Not letting them use the potty.
Making them use the potty.
Not kissing a boo boo fast enough.
Taking too long to fix the cup they said they didn't want.
Not knowing that "don't touch me, mommy" actually means "hold me from the time I wake up until 34 minutes after I fall asleep, because 33 is not long enough and 35 is too long"
Insisting we "just lay down for a few minutes" after they have been awake for 28 hours, because no one needs a nap after that long, obviously.
Not realizing that our laps have been reserved every Monday, Wednesday, Thursday, Friday, and Sunday from 8am until midnight and from noon to 4am on Tuesdays and Saturdays.
Not knowing that for some unknown reason, the slide that was perfectly fine yesterday terrifies them today, or that once it has been removed from the play room, it is fine again and needs to be moved back.
Not letting them eat our food, even if it's exactly the same as theirs in an exact plate and portion as theirs.
Knowing that hot dogs are not an appropriate meal three times a day. Maybe two, but definitely not three.
Not making macaroni with every meal.
Not realizing that while potatoes were fine yesterday, they are not okay today.
What's the point in a fit.... if no one can see you?
There are many more things that cause fits, tantrums, and all out melt downs, but those are mainly the ones from the last two days, and well, I just can't remember much beyond that right now. Sometimes I just stand and laugh, waiting for the hidden cameras to emerge. No way is this real life. It is however my life, and the lives of millions of other moms around the world.

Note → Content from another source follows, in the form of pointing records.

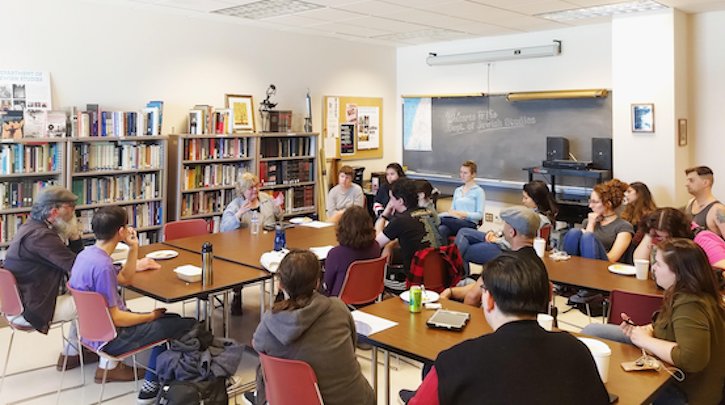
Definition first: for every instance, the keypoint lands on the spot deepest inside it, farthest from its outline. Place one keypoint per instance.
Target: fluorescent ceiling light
(267, 9)
(606, 10)
(491, 56)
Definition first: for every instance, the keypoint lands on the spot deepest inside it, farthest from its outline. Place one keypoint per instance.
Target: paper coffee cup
(642, 268)
(546, 321)
(540, 246)
(601, 353)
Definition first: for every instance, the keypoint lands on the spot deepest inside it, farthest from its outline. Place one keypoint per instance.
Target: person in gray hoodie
(313, 328)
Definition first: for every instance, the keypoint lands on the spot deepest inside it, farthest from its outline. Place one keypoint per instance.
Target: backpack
(209, 392)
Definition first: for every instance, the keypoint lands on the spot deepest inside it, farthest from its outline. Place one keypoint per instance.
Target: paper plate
(430, 296)
(162, 254)
(623, 269)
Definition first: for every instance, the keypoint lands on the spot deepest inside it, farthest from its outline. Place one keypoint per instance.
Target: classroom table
(593, 274)
(414, 339)
(163, 284)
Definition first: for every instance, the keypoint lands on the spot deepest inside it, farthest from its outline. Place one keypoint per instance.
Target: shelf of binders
(27, 166)
(130, 172)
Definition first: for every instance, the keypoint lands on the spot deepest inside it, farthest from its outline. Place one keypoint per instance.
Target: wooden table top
(163, 285)
(593, 274)
(414, 339)
(242, 247)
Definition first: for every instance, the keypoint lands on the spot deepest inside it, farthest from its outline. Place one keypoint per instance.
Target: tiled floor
(34, 350)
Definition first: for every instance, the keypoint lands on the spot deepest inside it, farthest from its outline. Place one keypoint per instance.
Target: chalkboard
(501, 136)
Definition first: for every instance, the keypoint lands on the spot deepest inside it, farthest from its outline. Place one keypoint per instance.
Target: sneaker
(405, 395)
(148, 393)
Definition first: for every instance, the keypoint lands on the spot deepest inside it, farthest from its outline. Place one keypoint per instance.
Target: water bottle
(207, 272)
(280, 238)
(254, 223)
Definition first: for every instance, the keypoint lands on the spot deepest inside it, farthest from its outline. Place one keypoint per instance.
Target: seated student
(519, 230)
(605, 235)
(688, 331)
(344, 195)
(410, 225)
(519, 363)
(356, 238)
(468, 203)
(393, 172)
(94, 271)
(318, 330)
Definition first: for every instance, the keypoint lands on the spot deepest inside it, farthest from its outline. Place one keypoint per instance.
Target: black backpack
(209, 392)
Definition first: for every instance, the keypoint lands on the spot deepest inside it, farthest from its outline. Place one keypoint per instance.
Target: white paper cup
(601, 353)
(540, 246)
(546, 321)
(642, 268)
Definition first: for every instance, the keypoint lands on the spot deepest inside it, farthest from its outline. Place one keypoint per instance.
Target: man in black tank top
(705, 210)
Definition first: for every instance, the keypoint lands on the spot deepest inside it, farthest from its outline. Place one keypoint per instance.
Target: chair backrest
(185, 228)
(639, 307)
(364, 281)
(10, 303)
(94, 320)
(289, 382)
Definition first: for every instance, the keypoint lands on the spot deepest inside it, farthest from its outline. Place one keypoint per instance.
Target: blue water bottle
(280, 238)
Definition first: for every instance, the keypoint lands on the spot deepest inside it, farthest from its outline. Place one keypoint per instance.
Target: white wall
(707, 97)
(122, 57)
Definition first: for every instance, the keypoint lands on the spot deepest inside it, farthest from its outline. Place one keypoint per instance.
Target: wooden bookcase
(26, 166)
(130, 172)
(204, 170)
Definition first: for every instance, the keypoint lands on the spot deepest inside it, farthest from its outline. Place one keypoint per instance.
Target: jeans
(451, 225)
(474, 248)
(169, 326)
(584, 244)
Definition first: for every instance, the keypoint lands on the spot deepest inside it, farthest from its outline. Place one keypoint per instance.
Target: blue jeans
(474, 248)
(451, 225)
(169, 326)
(584, 244)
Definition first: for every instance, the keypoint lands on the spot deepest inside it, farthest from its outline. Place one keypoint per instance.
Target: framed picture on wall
(682, 132)
(242, 107)
(643, 117)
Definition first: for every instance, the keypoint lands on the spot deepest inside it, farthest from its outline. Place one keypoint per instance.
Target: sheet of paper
(367, 324)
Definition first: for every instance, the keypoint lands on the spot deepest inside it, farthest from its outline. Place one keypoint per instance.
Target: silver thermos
(207, 272)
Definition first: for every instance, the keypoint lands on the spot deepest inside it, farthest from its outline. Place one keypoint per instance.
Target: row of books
(205, 202)
(286, 147)
(116, 156)
(139, 215)
(109, 189)
(20, 158)
(297, 199)
(204, 119)
(22, 193)
(203, 149)
(9, 225)
(212, 175)
(286, 172)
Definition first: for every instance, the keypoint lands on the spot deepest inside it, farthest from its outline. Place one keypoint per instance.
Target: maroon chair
(185, 228)
(289, 382)
(364, 281)
(639, 307)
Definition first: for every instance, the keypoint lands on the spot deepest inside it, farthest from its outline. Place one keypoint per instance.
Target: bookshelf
(126, 171)
(288, 166)
(205, 169)
(26, 166)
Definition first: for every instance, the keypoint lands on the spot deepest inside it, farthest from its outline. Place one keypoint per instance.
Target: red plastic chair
(95, 323)
(364, 281)
(185, 228)
(639, 307)
(11, 306)
(289, 382)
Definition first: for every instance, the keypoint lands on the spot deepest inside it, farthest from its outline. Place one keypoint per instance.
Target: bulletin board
(365, 114)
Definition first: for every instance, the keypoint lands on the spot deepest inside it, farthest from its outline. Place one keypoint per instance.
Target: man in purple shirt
(94, 271)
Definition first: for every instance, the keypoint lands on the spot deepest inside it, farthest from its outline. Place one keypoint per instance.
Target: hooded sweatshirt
(322, 334)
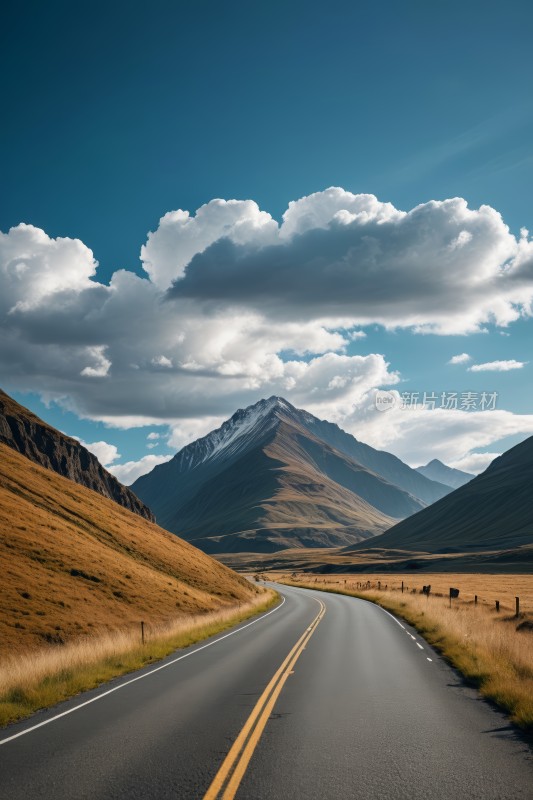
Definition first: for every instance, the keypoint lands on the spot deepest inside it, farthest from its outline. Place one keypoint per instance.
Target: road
(325, 697)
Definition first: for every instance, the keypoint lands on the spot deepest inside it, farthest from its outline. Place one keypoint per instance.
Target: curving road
(324, 697)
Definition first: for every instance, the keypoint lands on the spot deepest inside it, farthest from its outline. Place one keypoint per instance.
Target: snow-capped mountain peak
(234, 435)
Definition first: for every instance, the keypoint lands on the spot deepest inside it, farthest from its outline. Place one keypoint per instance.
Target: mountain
(437, 471)
(382, 463)
(74, 562)
(494, 511)
(269, 479)
(38, 441)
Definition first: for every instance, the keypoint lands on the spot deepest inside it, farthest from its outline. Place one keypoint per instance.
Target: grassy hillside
(73, 562)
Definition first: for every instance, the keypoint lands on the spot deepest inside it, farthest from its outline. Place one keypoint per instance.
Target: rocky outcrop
(33, 438)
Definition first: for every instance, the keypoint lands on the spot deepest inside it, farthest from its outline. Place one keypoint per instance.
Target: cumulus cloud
(33, 267)
(418, 434)
(104, 452)
(441, 267)
(497, 366)
(462, 358)
(475, 462)
(180, 236)
(129, 472)
(235, 306)
(101, 364)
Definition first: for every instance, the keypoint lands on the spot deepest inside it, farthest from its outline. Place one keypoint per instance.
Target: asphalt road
(299, 704)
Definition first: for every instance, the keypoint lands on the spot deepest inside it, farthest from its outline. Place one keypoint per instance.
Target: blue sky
(118, 115)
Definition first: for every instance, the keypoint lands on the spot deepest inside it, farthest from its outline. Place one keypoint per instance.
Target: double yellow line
(230, 774)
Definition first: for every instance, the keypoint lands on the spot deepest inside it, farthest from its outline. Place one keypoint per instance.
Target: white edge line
(139, 677)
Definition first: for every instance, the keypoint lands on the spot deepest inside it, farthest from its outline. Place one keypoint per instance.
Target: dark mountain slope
(38, 441)
(437, 471)
(494, 511)
(264, 481)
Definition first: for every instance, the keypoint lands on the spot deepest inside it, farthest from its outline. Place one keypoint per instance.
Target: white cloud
(105, 453)
(162, 361)
(34, 267)
(129, 472)
(463, 358)
(418, 435)
(475, 462)
(257, 308)
(441, 267)
(180, 236)
(497, 366)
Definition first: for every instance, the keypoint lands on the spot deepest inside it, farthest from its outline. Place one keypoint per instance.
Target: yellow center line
(234, 765)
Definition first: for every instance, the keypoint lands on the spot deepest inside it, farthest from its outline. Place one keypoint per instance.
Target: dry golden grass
(488, 588)
(484, 646)
(42, 678)
(73, 562)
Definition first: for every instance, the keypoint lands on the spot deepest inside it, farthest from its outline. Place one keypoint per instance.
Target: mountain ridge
(436, 470)
(25, 432)
(267, 469)
(492, 511)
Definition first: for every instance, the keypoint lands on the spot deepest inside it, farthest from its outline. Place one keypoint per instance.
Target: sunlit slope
(74, 562)
(263, 482)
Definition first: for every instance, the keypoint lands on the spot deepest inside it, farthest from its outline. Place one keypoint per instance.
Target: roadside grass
(484, 646)
(44, 677)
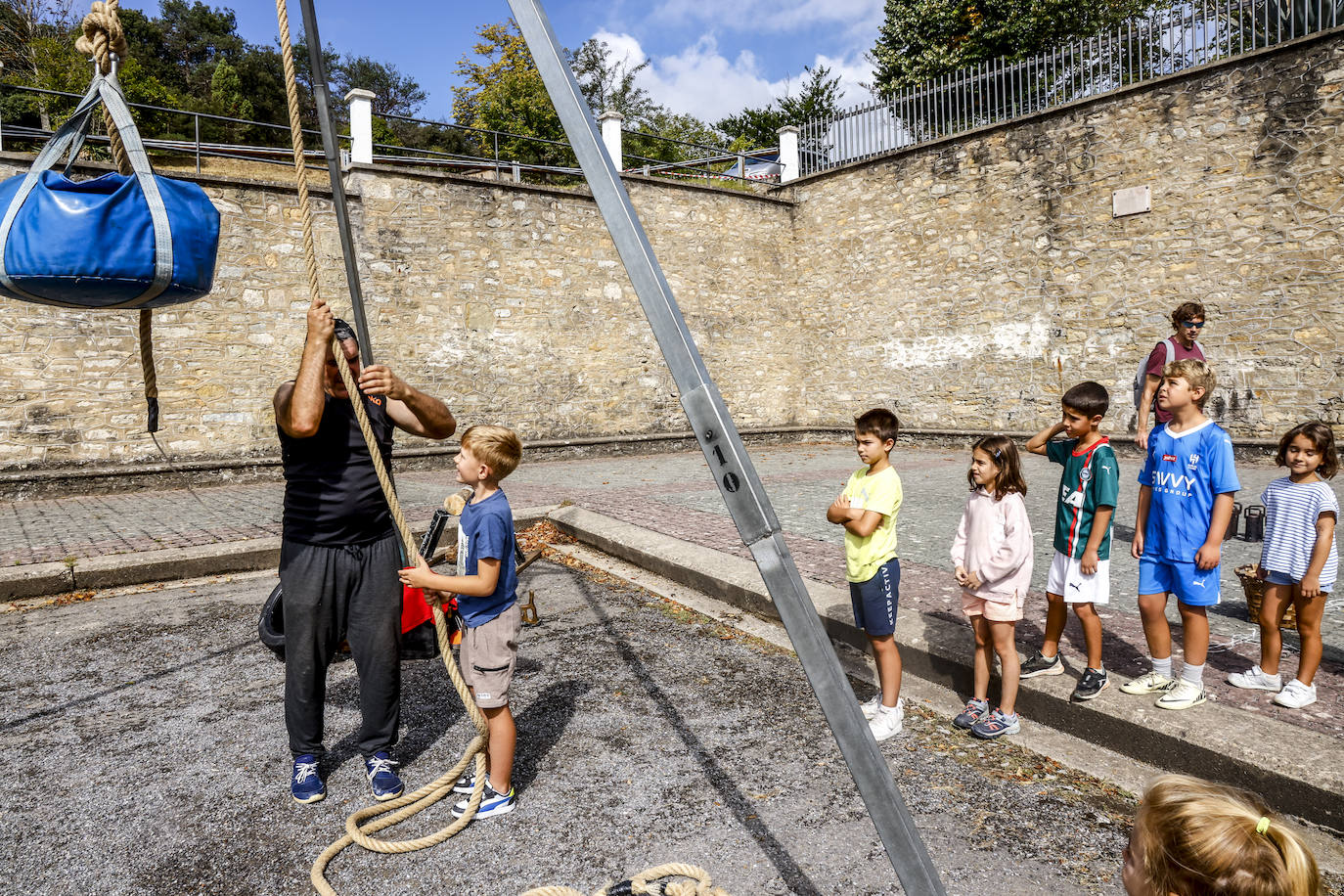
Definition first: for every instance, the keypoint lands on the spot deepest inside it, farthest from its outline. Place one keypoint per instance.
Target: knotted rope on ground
(367, 821)
(650, 882)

When not throwing fits they seem to decide all sorts of things are okay. These things can include, but not be limited to:
Using food as drawing utensils.
Using spit to clean their siblings.
Using siblings as a form of artwork.
Swimming in the toilet.
Washing the cat with your toothbrush.
Putting your phone in the toilet, sink, bathtub, trash, cup, garbage disposal, washing machine, or diswasher.
Throwing balls at the new television.
Making you watch the same tv show or movie over and over again (I could do the voices of any Mickey Mouse character now and play any part in Frozen).
Redressing 200 times in one day.
Coloring on the couch, walls, carpet, tv, cat, dog, doors, fridge, and stove.
Making you call poison control for random things that make even the poison control lady scratch her head. (By the way, if it helps, baking soda based carpet cleaner might make them burp, but it's not going to hurt them. Licking oven cleaner from the oven is a little iffy, but based on ingredients washing their mouth out is usually going to make it alright. An entire tube of toothpaste might make them throw up, but otherwise they will be fine. Bubble bath may also cause throwing up, but there is no need to see a doctor. Bath salts are a tad worrisome, but they suggest drinking lots of water and keeping a close eye on them. Cat littler is not dangerous to swallow unless it gets stuck in an airway on the way down. With all this comes the worst... if they eat products of their own or a sibling's diaper, they will be fine, but if from another child, then see a doctor. No, this is not a joke, it really does happen!)
What it boils down to.
What it boils down to is we are trying to raise this little human to be self sufficient and they pick up on that, but they still need us too. Their language skills are still developing and that leads to confusion and wrong answers that we just have to learn how to figure out on our own. There is nothing wrong with them, and nothing wrong with us, it's just normal toddler behavior, or again, that's what I keep telling myself. We can't eat, sleep, bathe, or even get dressed anymore, but somehow we manage to push onward and still love the little monsters with everything we are. During the times when they are good, also known as when sleeping, we still stay up just staring at them in amazement that they are ours. As hard as it can be, we are still lucky to have them, or at least that's what I am telling myself right now as I wash the newest masterpiece of artwork from the walls. I think we will call this one "orange juice au de wall".